I didn't expect that hidden soft power inside his body and mind would be that strong that is so contagious. He acts like a mirror in my daily life which pushes me to reflect my actions and responses to different things. This is such an unexpected yet surprising great thing that happened in my life. I didn't know a relationship could turn into inspirations in life.

Growing up is pretty scary, but when there are people or friends or family members who walk together, even we are not on the same path, it just makes me feel much easier and better and braver.

Keep walking, there's always a way :)

Tue 20 Aug 13:25

2019年8月18日 星期日

Day 31

So it has been a month since I arrived in U.K. (I am really looking forward to the day I can finally say I "settled down" here)

"A month" means nothing if I just arrived here and did nothing. So far I have been wondering between job seeking (online) and revising my cover letter... which could be an endless loop.

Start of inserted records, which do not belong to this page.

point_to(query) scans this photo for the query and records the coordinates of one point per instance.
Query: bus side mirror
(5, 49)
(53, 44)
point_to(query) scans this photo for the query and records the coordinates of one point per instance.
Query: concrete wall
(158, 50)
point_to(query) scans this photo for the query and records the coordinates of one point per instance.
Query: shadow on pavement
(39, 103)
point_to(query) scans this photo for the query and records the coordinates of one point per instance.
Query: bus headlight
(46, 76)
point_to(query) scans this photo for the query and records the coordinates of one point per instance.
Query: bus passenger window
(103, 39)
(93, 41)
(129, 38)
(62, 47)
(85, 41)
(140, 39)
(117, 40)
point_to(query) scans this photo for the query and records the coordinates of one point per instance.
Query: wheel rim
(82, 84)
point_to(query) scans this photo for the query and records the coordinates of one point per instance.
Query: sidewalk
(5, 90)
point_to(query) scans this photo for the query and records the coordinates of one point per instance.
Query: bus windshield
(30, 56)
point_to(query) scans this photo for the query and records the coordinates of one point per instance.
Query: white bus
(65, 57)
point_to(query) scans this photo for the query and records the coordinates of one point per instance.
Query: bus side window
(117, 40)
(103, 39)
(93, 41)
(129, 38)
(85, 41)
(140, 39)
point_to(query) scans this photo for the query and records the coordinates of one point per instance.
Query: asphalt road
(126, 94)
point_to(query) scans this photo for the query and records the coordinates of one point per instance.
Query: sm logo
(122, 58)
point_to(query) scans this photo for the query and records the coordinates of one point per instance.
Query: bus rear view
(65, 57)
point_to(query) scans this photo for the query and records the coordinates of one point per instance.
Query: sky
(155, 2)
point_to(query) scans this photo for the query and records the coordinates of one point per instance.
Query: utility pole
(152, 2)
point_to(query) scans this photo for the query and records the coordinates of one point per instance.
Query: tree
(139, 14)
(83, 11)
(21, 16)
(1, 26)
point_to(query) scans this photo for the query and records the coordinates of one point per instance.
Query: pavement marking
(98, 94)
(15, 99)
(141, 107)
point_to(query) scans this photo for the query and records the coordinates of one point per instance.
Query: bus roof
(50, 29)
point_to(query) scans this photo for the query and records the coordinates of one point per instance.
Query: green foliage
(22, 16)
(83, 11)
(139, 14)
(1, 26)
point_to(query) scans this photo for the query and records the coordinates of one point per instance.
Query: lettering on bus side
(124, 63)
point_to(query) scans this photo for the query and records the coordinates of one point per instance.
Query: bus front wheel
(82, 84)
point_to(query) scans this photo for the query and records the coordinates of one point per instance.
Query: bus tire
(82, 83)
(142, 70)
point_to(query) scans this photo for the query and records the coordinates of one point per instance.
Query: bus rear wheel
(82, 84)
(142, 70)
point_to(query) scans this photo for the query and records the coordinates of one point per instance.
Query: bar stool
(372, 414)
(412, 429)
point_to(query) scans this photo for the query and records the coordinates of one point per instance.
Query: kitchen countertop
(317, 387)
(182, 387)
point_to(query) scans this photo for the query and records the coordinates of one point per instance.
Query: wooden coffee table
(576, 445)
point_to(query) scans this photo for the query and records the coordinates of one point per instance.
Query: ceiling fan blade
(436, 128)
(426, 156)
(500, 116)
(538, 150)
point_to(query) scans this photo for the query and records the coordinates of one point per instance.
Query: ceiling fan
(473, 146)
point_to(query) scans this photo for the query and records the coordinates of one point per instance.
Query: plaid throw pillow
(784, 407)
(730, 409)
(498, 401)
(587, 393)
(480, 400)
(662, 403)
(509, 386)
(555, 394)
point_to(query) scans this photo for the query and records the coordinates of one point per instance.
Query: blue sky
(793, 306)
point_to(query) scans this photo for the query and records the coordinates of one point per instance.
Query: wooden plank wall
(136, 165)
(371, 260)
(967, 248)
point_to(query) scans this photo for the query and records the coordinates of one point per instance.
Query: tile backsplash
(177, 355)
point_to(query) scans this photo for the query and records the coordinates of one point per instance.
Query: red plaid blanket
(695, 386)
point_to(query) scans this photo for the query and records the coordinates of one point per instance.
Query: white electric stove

Somehow I would like to ask myself a few questions:
- Does everything just come to me so easy that I have been taking for granted already?
- Does I really know from the bottom of my heart that actually what I am enjoying and having are very luxury?
- Are you making the most of your time in this grace period?

I know that I am not using the most of my time, yet I am not sure what else can I do except sending out job application and spending time with my love ones.

Meanwhile, he is sitting in front of me watching movie while I am typing all these (with my brain running non stop) on bed.

What am I supposed to learn in these period of time or the time coming up? Phew I am exhausted with my laziness and procrastination. Though it's not productive to just blame myself by doing nothing for it. I know it's time to change.